Este é um dos problemas da decisão de transmitir as sessões ao vivo pela TV. O que pode parecer a nós leigos desencontro impensável entre ministros que deveriam saber o que fazer numa hora dessas é, na verdade, discussão normal sobre a aplicação de penas em processo atípico, que reúne vários réus e vários crimes, com alguns dos réus acusados de diversos crimes.
Como disse ontem o presidente do Supremo, Ayres Britto, a dosimetria é tarefa muito mais simples para um juiz singular do que para um colegiado como o do STF, visto como uma reunião de 11 ilhas, cada qual com seu próprio ponto de vista.
Saber voltar atrás em decisões pessoais para se adaptar ao voto majoritário é uma tarefa árdua para muitas daquelas personalidades, que estão aprendendo a fazer isso diante dos olhos da opinião pública, os telespectadores.
O que aconteceu ontem foi muito diferente dos primeiros dias da dosimetria, quando houve erros claros no uso de legislação e aplicação de pena que não existia na lei. O que se viu ontem foi a preocupação saudável de todos os ministros de dar coerência às penas, mesmo que seja preciso revisitar algumas das penas já dadas a Marcos Valério.
Precisamos de critérios e premissas, bradou a certa hora Luiz Fux. Há evidentemente uma diferença conceitual entre o que pensa o relator Joaquim Barbosa e o revisor Lewandowski sobre a aplicação das penas, mas ambos concordam em que é preciso tomar cuidado para que as penas de todos os réus guardem coerência entre si.
E, para isso, se dispuseram a rever seus critérios em relação a Ramon Hollerbach, para que sua punição no caso de lavagem de dinheiro seja menor que a dada a Marcos Valério.
Lewandowski continua insistindo em que é preciso olhar o conjunto da pena de cada réu, para aplicar a dose certa. Barbosa mostra-se irritado com essa tese, pois acredita que, com as brechas que existem na legislação penal brasileira, é preciso ser rigoroso para que a pena não acabe sendo anulada pelos abrandamentos nela contidos.
Foi por isso que ele se insurgiu contra o pedido do advogado de Hollerbach para que o voto do ex-ministro Cezar Peluso, que deu pena mínima para o réu na questão de lavagem de dinheiro, fosse levado em conta na hora da definição total da pena. “Pena mínima que certamente fará com que o crime esteja prescrito”, comentou ironicamente o relator.

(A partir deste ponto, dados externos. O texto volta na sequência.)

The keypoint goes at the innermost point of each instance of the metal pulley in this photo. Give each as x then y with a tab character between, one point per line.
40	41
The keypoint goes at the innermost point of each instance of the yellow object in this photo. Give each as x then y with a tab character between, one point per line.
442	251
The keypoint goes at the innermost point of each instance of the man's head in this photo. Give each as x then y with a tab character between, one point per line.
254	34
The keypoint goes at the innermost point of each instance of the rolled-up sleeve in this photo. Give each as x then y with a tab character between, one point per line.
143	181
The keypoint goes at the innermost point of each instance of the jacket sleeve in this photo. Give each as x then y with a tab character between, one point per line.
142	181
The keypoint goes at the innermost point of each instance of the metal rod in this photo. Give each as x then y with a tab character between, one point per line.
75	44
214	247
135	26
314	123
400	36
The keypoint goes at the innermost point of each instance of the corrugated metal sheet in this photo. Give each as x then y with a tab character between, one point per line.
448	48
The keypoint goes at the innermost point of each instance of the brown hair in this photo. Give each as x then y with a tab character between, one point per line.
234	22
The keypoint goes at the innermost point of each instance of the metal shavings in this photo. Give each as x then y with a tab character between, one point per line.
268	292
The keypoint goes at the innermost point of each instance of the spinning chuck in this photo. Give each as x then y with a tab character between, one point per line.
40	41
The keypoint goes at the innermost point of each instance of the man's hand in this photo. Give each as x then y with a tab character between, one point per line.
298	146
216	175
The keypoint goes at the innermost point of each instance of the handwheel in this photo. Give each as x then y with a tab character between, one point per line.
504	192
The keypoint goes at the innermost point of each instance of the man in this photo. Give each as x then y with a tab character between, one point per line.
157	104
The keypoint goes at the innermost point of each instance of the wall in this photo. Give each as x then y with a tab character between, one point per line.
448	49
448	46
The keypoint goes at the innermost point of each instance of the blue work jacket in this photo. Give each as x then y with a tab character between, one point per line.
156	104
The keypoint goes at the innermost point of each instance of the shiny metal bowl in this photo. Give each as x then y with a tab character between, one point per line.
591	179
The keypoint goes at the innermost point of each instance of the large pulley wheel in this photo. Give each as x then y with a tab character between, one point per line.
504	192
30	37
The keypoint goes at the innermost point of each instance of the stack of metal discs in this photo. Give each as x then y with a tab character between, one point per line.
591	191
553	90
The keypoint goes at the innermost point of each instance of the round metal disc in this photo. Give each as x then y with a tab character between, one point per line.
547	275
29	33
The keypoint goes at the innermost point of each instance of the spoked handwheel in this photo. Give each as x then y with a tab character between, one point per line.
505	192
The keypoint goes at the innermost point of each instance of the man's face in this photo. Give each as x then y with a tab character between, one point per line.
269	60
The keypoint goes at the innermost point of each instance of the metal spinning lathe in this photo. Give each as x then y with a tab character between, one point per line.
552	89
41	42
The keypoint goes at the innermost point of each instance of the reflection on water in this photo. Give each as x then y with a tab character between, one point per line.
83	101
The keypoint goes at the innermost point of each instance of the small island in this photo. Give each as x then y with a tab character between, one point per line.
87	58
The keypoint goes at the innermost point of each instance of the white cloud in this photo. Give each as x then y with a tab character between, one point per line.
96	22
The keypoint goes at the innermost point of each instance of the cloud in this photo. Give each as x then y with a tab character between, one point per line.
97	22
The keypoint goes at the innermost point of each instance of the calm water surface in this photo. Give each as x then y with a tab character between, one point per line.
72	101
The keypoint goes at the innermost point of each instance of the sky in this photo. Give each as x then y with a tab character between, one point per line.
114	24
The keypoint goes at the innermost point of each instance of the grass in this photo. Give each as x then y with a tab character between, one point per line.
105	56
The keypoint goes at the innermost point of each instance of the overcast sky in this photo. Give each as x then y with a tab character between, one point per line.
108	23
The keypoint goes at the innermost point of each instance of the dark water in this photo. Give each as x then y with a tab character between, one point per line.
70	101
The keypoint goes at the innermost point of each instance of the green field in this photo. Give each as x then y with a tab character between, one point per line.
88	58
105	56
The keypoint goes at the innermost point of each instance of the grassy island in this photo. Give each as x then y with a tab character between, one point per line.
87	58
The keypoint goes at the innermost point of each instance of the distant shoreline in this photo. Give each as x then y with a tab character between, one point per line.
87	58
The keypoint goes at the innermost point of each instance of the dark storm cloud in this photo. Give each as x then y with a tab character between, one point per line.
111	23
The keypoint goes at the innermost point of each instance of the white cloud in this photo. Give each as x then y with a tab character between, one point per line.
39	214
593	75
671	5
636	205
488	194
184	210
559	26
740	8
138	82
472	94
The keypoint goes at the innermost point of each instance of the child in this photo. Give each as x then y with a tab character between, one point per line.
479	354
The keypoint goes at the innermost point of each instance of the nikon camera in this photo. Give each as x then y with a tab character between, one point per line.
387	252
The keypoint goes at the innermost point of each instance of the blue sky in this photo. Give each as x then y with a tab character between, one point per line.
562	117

É possível que o julgamento não chegue ao fim antes da aposentadoria compulsória de Ayres Britto, a 18 de novembro. Mesmo que isso aconteça, não haverá grandes problemas porque, como ele comentou, os critérios já estarão definidos na retomada do julgamento em 7 de novembro, e ele deixará seus votos por escrito.
A questão a resolver é se o relator Joaquim Barbosa deve assumir a presidência acumulando as duas funções.
Embora não exista nada no regimento interno que proíba, como a votação está ancorada nos votos do relator e do revisor, seria razoável que outro ministro presidisse as poucas sessões que restarão, para que não pairem dúvidas sobre a condução do julgamento. Especialmente se o núcleo político for o último a ter as penas definidas.
Ao contrário do que escrevi ontem, o ex-tesoureiro do PT Delúbio Soares está condenado em apenas dois crimes, formação de quadrilha e corrupção ativa, não podendo, portanto, ser condenado a tantos anos quanto o lobista Marcos Valério.